Ten minutes later Eguardo was back. “I was right. He’s sleeping in the front seat of the van. That means the girls don’t stay here. They just bring them in at night. Get as many pictures of that girl as you can. High power telephoto. We need to find her.”

 

*     *     *

When the white van left just after midnight, Callahan let it go a quarter mile before turning on his headlights and following north on the road back to Khobar. He wasn’t sure how fast he could push the Impala with the ATV on the back, but the pimp stayed to the limit.
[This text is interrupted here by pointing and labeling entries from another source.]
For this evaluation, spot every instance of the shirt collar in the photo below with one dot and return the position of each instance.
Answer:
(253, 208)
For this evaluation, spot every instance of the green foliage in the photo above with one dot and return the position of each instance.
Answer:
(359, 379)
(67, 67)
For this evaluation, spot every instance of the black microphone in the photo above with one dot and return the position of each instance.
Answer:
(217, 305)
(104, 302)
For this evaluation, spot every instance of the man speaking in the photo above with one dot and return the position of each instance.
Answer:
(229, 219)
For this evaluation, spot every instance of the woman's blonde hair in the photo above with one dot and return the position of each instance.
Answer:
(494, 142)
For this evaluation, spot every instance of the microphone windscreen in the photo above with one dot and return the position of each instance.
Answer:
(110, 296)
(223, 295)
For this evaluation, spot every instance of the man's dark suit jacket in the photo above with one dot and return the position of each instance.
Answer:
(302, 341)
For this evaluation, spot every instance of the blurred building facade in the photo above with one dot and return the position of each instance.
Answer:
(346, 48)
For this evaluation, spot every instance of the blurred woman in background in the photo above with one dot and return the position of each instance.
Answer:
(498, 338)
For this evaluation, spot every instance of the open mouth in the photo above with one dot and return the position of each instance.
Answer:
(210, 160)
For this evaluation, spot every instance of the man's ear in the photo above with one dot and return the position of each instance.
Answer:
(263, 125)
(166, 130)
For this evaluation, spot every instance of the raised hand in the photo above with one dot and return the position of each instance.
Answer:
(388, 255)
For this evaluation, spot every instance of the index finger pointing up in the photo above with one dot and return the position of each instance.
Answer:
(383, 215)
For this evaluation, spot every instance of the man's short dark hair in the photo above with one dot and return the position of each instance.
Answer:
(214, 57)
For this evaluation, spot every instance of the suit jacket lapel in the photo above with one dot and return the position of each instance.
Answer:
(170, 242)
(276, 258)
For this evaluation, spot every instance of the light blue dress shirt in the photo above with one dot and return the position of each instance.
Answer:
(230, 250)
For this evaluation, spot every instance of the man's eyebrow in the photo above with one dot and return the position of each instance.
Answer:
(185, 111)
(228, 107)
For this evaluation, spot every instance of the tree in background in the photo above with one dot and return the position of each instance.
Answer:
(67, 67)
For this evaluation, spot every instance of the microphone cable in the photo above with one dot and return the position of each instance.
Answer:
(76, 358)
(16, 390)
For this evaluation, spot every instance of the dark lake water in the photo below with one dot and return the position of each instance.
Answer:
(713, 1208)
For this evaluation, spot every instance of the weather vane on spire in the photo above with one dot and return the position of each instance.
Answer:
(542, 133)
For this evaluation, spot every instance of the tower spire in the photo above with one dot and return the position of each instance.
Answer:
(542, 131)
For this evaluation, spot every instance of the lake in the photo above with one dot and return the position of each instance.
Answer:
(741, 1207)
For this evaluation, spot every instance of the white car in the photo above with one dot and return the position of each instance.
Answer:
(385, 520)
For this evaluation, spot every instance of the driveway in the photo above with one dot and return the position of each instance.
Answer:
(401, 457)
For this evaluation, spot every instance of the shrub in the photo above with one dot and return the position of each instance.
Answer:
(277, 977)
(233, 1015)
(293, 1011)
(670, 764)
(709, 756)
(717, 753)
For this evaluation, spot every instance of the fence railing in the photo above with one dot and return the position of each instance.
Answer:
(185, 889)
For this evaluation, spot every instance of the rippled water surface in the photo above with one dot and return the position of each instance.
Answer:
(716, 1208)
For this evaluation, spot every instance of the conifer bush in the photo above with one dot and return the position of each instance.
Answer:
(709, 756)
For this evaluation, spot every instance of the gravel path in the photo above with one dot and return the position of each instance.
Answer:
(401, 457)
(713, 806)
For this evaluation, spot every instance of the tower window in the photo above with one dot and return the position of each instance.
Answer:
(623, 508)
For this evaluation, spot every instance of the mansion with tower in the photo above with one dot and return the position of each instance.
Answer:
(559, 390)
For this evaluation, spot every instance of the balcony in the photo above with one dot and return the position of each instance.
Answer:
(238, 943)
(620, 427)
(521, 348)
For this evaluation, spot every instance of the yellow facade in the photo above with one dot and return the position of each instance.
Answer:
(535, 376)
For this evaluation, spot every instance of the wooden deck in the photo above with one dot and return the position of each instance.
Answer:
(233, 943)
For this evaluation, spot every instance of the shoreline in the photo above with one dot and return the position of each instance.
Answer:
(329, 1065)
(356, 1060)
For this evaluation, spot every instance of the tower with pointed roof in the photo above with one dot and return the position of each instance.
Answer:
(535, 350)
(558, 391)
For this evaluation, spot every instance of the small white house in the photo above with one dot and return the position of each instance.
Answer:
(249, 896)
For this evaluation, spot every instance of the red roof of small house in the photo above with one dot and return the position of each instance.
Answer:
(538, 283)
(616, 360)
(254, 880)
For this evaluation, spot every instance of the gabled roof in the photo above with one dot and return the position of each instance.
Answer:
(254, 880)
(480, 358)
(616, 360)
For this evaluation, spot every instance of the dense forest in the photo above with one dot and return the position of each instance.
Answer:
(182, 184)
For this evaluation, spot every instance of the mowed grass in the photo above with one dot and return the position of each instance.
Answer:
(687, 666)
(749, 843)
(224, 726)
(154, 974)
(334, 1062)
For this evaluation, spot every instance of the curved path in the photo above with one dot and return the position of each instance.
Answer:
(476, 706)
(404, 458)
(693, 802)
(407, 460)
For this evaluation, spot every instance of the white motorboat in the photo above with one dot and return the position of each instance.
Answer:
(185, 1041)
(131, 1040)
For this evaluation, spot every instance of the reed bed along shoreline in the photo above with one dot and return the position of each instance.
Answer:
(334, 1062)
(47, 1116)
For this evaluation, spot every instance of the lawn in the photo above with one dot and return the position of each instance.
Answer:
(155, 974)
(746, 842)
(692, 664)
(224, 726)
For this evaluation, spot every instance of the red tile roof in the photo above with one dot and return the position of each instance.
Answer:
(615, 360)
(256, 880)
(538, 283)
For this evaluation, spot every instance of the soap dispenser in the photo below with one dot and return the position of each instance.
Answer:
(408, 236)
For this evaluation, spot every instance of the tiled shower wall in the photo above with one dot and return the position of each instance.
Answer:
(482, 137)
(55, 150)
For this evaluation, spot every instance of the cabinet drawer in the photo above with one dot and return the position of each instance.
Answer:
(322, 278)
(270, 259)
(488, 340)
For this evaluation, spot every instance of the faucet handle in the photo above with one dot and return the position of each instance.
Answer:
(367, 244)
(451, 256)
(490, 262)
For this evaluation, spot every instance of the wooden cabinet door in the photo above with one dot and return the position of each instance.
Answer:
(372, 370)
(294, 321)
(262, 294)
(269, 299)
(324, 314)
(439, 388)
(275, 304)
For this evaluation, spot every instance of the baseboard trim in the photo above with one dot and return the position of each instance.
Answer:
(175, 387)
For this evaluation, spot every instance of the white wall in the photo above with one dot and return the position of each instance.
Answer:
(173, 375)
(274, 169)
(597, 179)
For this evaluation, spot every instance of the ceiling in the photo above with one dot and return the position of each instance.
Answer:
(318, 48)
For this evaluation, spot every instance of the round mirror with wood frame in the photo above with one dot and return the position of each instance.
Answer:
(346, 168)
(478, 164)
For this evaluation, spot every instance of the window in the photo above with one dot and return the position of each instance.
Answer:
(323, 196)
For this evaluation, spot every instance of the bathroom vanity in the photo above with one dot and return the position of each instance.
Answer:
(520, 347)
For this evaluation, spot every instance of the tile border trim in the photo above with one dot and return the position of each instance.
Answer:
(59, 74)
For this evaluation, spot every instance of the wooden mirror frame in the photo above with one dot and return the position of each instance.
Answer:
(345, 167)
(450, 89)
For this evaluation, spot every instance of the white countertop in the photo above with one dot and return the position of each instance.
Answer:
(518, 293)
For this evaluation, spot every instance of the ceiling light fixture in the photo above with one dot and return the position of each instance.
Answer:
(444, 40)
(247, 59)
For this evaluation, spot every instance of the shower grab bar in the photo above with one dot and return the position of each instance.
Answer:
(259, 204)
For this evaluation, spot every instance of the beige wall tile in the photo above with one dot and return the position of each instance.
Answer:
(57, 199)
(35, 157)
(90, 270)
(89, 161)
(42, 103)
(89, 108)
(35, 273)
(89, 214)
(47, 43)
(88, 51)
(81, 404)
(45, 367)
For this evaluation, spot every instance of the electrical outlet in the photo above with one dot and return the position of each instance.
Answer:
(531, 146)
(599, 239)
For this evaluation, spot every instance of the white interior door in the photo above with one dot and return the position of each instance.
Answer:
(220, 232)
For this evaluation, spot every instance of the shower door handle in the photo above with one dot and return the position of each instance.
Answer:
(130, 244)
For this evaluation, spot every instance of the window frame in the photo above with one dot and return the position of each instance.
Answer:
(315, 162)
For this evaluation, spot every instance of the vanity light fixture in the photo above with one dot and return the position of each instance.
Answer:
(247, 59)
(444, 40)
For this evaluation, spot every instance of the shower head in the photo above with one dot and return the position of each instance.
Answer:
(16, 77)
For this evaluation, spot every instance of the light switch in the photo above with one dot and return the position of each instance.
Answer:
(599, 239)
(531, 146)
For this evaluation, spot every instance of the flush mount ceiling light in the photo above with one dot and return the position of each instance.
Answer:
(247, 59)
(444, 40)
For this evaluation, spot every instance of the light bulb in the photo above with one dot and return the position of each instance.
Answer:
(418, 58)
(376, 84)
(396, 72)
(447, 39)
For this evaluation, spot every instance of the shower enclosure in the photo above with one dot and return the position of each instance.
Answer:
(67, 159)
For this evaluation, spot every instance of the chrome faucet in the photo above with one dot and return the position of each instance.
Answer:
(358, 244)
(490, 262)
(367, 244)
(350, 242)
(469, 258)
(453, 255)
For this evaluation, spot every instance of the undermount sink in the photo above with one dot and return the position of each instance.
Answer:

“They probably live in a dormitory somewhere,” Eguardo said from the backseat, “and this guy will drop them there. Then we locate the girl in the pictures.” He was paging through the digital pictures Callahan had taken. “These are good. We can find her.”

Callahan couldn’t help wondering how Eguardo knew so much about the prostitution business in Saudi Arabia. Another question he should let die.

When the van reached Khobar, it stopped outside a local hospital and the four women got out, all wearing white hospital uniforms. When the van pulled away they went down the street and into a dormitory for foreign female hospital employees, just like they were coming off a normal shift.